People die at this intersection and the surrounding NCTD right of way, yet nothing has been done. Then there were the orange sandbags at the same Leucadia crossing that garnered so many complaints. Did it take weeks or months or years to get them removed? Did Stocks even have any input?

Or, we could consider the tree cutting by the NCTD that occurred with roughly 24 hours notice and no possibility of local input. Did Mayor Stocks give us a heads up? No!

Sure, Mayor Stocks was right there to take credit for the completion of the Sprinter project and garner as much publicity as possible.
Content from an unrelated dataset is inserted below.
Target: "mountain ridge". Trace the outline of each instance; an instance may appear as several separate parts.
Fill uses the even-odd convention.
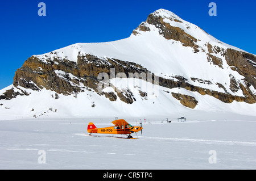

He neglected to mention that the San Diego County Taxpayers Association awarded the Sprinter project it’s Grand Golden Fleece award for it’s long delays, budget over runs, and repeated ecological pollution resulting in large fines. The Taxpayers Association concluded that the Sprinter does not improve traffic on 78.

Most Encinitas residents believe that under grounding the train is the answer to the many problems associated with the proposed increase in train trips (and as the situation is now). Mayor Stocks, however, has referred to under grounding the train as “impossible” in a Encinitas Council meeting and supports the ridiculously expensive underpass solution which would make under grounding less feasible.

Just on a very simple level, look at the NCTD right of way -- do you see any improvement in the landscaping? Isn’t it the same dusty, desert of neglect it was 10 or 20 years ago? Where is ANY improvement?

At a recent NCTD meeting Mayor Stocks missed a closed session where the selection of the executive director was made. He was also late to the regular meeting and then left early. No wonder Mayor Stocks has at least one sitting NCTD Board Member who would prefer Mayor Stocks not be re-appointed to the NCTD.

UPDATE LATE AUGUST 2012 . . .

We are currently building an underground crossing at Santa Fe using someone else’s money - it is clear that any other underground crossing will be financially unfeasible for the City of Encinitas to build in the foreseeable future. So do we have an at grade crossing planned for Leucadia or other areas? Not to my knowledge.

We did have additional pedestrian improvements at Leucadia and 101, with plantings. If we can plant in this area, why the hell can’t we plant the rest of the NCTD corridor? What has stopped us all these years?

The City staff did a boundary check of the East side of 101 to ascertain where our land ends and the NCTD right of way begins. Anybody know what they found? Are you happy with the progress we have made in four years?